In this struggle for funds with which to keep the school going through its full term, we were fortunate to have a hero come to our aid. He was an American, who had accumulated a fortune in England, and determined to devote it to the education of Texas children. His name was Peabody. From his millions every year, Denison received a substantial gift of wealth. It is in his honor that one of our buildings is named.
There is one fact in connection with the erection of our Main Street building—the one called the “High School”—which should not be overlooked; nor how it came to pass could we ever understand. We are the only one remaining of the city officials, constituting the council when that building was erected. All of the rest have gone on.
The fact referred to is the name attached to the grounds and school. It was named “Washington School,” in honor of the first U.S. president, when he had nothing to do with its erection and was dead before Denison was born.
The possibility of erecting the building where it is—at the then head of Main Street, occupying a whole block of the choicest property in the city—is due to the thoughtfulness and liberality of one couple, J. K. Miller and wife.

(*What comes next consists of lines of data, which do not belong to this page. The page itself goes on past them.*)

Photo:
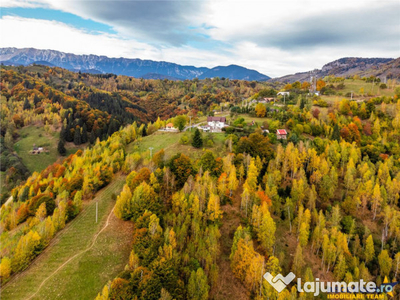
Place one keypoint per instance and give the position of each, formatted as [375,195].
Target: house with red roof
[281,134]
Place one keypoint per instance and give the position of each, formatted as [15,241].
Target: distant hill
[122,66]
[234,72]
[158,76]
[350,66]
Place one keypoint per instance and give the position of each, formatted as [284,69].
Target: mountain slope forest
[80,108]
[210,213]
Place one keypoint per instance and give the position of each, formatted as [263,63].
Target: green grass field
[85,273]
[31,135]
[170,142]
[370,90]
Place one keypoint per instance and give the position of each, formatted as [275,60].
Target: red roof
[216,119]
[281,131]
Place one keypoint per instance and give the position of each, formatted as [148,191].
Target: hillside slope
[120,66]
[350,66]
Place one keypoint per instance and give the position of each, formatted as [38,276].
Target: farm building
[281,134]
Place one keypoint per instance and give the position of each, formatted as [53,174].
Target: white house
[281,134]
[216,122]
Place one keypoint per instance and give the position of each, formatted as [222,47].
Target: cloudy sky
[273,37]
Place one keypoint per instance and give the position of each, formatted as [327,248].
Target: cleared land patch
[84,272]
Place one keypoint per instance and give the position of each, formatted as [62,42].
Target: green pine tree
[77,136]
[197,140]
[336,133]
[61,147]
[27,105]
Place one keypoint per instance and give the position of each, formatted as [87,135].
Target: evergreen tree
[197,140]
[302,103]
[92,138]
[336,133]
[84,137]
[77,136]
[27,105]
[144,131]
[61,147]
[36,100]
[63,133]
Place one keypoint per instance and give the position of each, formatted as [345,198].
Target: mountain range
[349,66]
[139,68]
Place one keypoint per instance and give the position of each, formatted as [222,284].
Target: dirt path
[81,258]
[76,255]
[228,286]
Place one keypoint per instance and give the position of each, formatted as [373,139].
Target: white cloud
[43,34]
[22,3]
[274,38]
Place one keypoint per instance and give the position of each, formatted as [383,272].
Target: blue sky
[274,37]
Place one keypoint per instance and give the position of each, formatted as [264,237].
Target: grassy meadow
[90,261]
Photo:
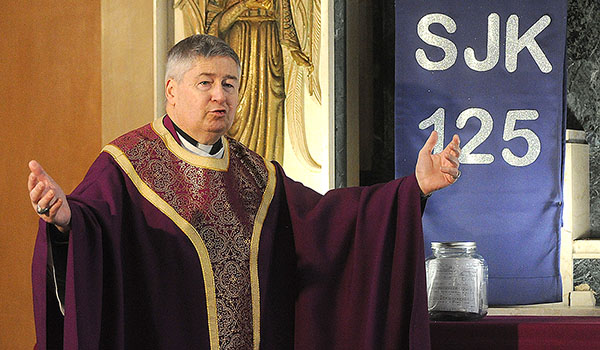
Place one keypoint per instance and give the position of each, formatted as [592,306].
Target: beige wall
[50,107]
[127,66]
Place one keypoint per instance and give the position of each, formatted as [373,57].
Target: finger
[430,143]
[47,200]
[456,140]
[452,159]
[36,168]
[55,207]
[453,172]
[32,181]
[36,193]
[453,147]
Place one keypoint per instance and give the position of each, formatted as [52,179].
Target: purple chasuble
[170,250]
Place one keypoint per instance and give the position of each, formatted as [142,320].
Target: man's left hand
[436,171]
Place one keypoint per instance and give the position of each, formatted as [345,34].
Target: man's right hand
[44,193]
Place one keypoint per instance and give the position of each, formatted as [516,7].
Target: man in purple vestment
[180,237]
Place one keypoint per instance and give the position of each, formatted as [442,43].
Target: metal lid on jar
[456,245]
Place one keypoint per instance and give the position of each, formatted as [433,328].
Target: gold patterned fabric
[222,206]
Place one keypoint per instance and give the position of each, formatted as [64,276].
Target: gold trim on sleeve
[189,230]
[259,220]
[218,164]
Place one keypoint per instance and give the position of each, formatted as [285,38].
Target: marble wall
[583,88]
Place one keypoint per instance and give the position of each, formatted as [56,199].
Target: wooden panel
[51,111]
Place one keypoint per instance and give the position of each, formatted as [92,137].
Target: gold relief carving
[278,42]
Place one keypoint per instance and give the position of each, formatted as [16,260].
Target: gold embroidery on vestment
[226,239]
[187,228]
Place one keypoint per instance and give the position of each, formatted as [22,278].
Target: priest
[180,237]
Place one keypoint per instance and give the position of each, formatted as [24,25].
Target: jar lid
[463,245]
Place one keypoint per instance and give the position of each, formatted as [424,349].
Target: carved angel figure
[278,44]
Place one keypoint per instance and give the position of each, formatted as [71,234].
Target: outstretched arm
[48,199]
[436,171]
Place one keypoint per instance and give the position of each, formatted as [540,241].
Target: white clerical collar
[200,149]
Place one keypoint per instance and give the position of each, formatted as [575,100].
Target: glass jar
[456,282]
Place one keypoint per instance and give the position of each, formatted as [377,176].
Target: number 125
[487,124]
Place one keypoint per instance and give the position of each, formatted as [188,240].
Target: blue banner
[492,72]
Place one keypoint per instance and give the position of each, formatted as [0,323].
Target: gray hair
[183,55]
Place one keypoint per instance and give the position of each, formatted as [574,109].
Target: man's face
[204,101]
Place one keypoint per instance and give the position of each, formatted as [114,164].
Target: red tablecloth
[517,332]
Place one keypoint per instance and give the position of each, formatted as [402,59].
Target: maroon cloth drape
[340,271]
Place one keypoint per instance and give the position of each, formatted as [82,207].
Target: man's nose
[218,93]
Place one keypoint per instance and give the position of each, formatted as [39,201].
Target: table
[518,332]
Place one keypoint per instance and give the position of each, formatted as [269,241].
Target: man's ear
[170,90]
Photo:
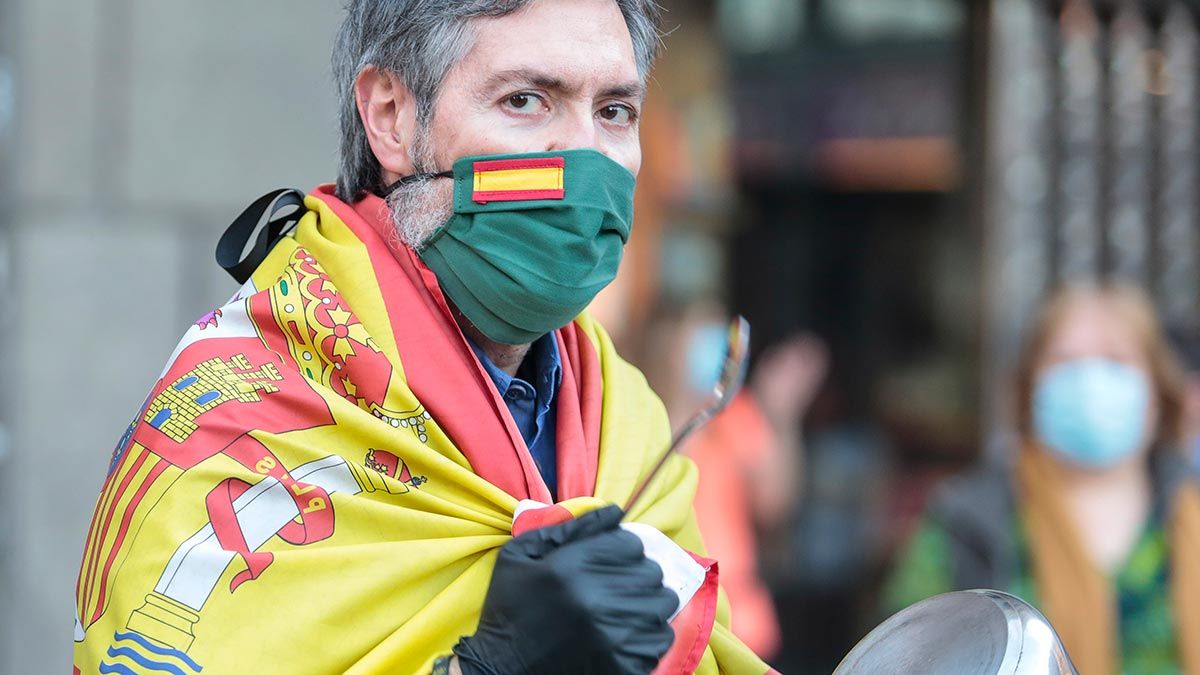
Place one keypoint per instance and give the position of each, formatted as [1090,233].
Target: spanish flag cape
[322,477]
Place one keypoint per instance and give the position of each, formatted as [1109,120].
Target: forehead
[575,40]
[1093,327]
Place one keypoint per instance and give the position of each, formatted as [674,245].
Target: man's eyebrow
[631,90]
[545,81]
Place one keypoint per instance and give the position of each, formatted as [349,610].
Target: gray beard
[419,208]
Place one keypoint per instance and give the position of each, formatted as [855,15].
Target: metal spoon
[733,374]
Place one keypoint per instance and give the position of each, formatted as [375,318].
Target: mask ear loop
[414,178]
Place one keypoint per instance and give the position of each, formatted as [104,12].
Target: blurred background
[898,183]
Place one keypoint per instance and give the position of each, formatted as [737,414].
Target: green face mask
[532,240]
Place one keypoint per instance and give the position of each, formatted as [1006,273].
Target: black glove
[577,597]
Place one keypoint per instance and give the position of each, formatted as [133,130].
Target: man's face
[555,76]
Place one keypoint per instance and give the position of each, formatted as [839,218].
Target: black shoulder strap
[274,215]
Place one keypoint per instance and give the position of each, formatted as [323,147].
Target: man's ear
[388,111]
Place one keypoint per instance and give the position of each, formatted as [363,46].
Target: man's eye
[522,102]
[621,115]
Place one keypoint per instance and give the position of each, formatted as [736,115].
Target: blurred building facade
[1093,159]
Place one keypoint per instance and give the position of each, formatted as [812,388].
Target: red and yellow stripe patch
[517,180]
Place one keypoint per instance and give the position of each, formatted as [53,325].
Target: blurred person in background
[333,471]
[1097,521]
[1187,342]
[750,461]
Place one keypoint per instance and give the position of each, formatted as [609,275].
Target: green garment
[1146,619]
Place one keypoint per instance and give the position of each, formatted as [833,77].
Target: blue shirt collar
[547,368]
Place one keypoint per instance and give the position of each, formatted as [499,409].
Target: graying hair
[420,41]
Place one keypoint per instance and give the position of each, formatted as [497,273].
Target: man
[346,469]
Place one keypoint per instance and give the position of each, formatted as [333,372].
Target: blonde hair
[1131,306]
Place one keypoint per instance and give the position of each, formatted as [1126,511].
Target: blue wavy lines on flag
[133,655]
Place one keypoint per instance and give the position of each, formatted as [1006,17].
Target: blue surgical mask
[1091,412]
[706,356]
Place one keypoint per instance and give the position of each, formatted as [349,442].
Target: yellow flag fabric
[322,477]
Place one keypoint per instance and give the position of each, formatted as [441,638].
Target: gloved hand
[577,597]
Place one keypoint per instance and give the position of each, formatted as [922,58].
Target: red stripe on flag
[160,466]
[514,165]
[108,520]
[101,505]
[516,195]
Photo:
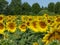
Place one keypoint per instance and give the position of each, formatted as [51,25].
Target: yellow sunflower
[11,26]
[29,18]
[42,26]
[2,27]
[35,18]
[10,18]
[35,43]
[23,27]
[23,17]
[39,18]
[46,16]
[2,18]
[53,27]
[51,36]
[57,20]
[33,26]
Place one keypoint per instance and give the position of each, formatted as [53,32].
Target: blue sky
[41,2]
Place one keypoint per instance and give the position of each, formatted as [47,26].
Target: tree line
[19,8]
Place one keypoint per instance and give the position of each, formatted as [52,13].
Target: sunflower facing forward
[42,26]
[22,27]
[2,27]
[2,18]
[51,36]
[11,26]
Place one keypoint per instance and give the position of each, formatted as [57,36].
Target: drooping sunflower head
[2,28]
[11,26]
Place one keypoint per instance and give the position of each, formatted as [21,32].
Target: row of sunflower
[37,24]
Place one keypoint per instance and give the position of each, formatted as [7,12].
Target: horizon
[43,3]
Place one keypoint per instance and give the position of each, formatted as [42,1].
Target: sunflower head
[2,18]
[11,26]
[35,43]
[22,27]
[2,28]
[42,26]
[51,36]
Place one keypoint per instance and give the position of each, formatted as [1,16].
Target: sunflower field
[29,30]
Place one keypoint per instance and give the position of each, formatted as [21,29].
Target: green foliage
[42,12]
[57,8]
[14,7]
[26,8]
[3,5]
[51,7]
[35,8]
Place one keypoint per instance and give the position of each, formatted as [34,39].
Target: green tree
[36,8]
[57,8]
[26,8]
[14,7]
[3,5]
[51,7]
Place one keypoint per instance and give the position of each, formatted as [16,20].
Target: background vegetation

A portion of the block had been sold, when that location was agreed upon as the site for the school. Mr. and Mrs. Miller bought it back, transferring it and all of the remainder of the block by deed to the city. In return for this splendid act of generosity, thoughtless and unappreciative authority named it after one who had nothing to do with it. In this whole city, there is not an alley, street, avenue, park, or public institution named to commemorate the memory of the ones who contributed more for the advancement of the rising generations, than all other donors combined. That school should have been named “Miller School”; nor is it too late yet to render tardy justice to the greatest benefactors ever residents of this city,
It is useless to pour water into a sieve, and equally so to teach improperly fed children. We have connected with our schools Parent-Teacher organizations. These are not compulsory, but voluntary, and an excellent combination to effect betterment. Here is where teachers can get in their good work, by telling the mothers of children stupid, slow to learn, and near the foot of their class, that the kids can be yet further lowered if they can be fed a slice of bacon every meal. There is no mental pabulum in bacon, so that it is admirably fitted to prevent knowledge accumulation. If a first class foot-ball player is the aim of education, feed him on pork, as that conduces to perfect physical and poor mental development. Never forget that the boy who conquered the giant Goliath was raised on cheese, avoiding bacon.
Ain’t it strange that parents will buy books for their children—go to all the expense connected with schooling, and at the same feed them on matter preventing brain growth? Which is the worst, a saloon keeper, who sells liquor to a few dozen topers, who get their brains addled; or the grocer who sells oleo to 3,000 growing children, thus stopping brain development?